Source: Deryck Chan
Some universities are overvaluing their intellectual property and may be preventing spin-off companies from making it big, according to a leading figure in engineering.
Dame Ann Dowling, who is set to become the next president of the Royal Academy of Engineering, said that institutions are stifling innovation by trying to keep hold of their original share in start-ups, which discourages others from putting in the funds needed to grow the businesses.
But an expert in the commercialisation of academic research said that it is the lack of venture capital that limits spin-off company growth, not “greedy universities”.
The issue came up when the RAE discussed innovation with its fellows ahead of a government consultation on science and innovation strategy, due to be published this autumn.
Dame Ann, professor of mechanical engineering at the University of Cambridge and head of its engineering department, told Times Higher Education: “Possibly universities overestimate the value of their intellectual property.”
Universities typically buy a share in the early stage of ventures that are spun off to exploit new ideas.
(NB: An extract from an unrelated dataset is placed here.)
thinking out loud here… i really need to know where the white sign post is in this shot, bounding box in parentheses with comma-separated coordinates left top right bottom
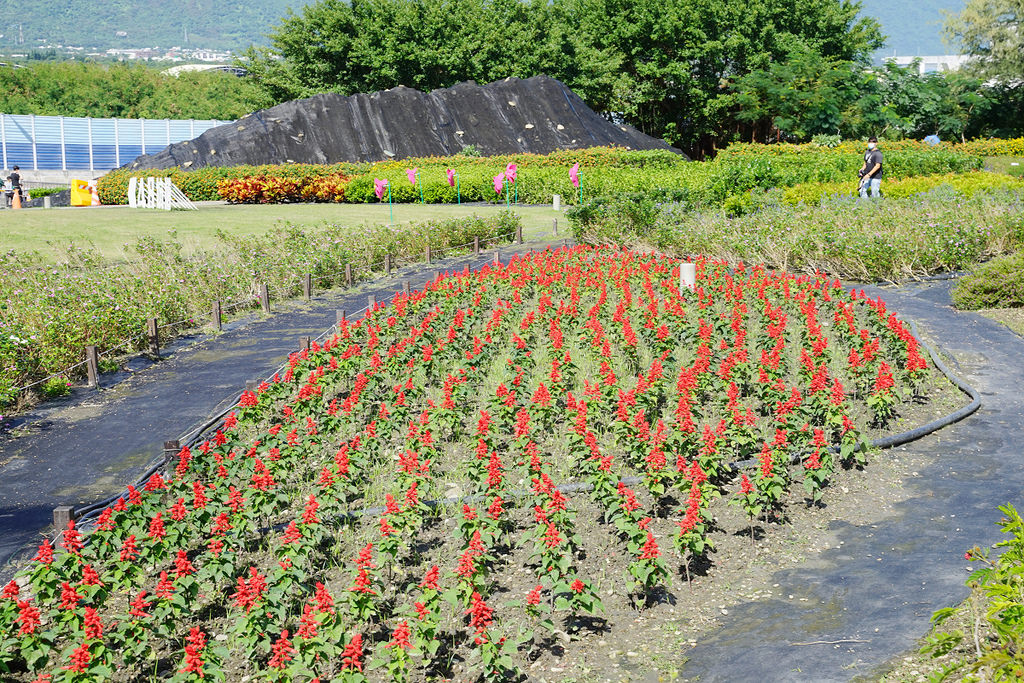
(679, 261, 696, 293)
But as the start-up gains investment, the university’s share gets diluted and ends up being very small, Dame Ann explained.
“Universities in some cases have been stifling that onward investment by demanding that they continue to hold…a large share of the spin-out companies,” said Dame Ann.
The UK should put more effort into building small spin-offs into sizeable companies, and staff at university technology transfer offices need more training on “how to maximise the pot for everyone”, she added.
But David Secher, patron and co-founder of PraxisUnico, a network that supports technology transfer, disagreed. “What limits spin-out companies has clearly been a lack of venture capital over the last few years, not greedy universities,” he said. “I do not think that universities are overvaluing,” he added, while noting that he could not “totally generalise”.
“This is a marketplace, and one enters a market with sellers overvaluing their goods and buyers undervaluing the same goods,” said Dr Secher.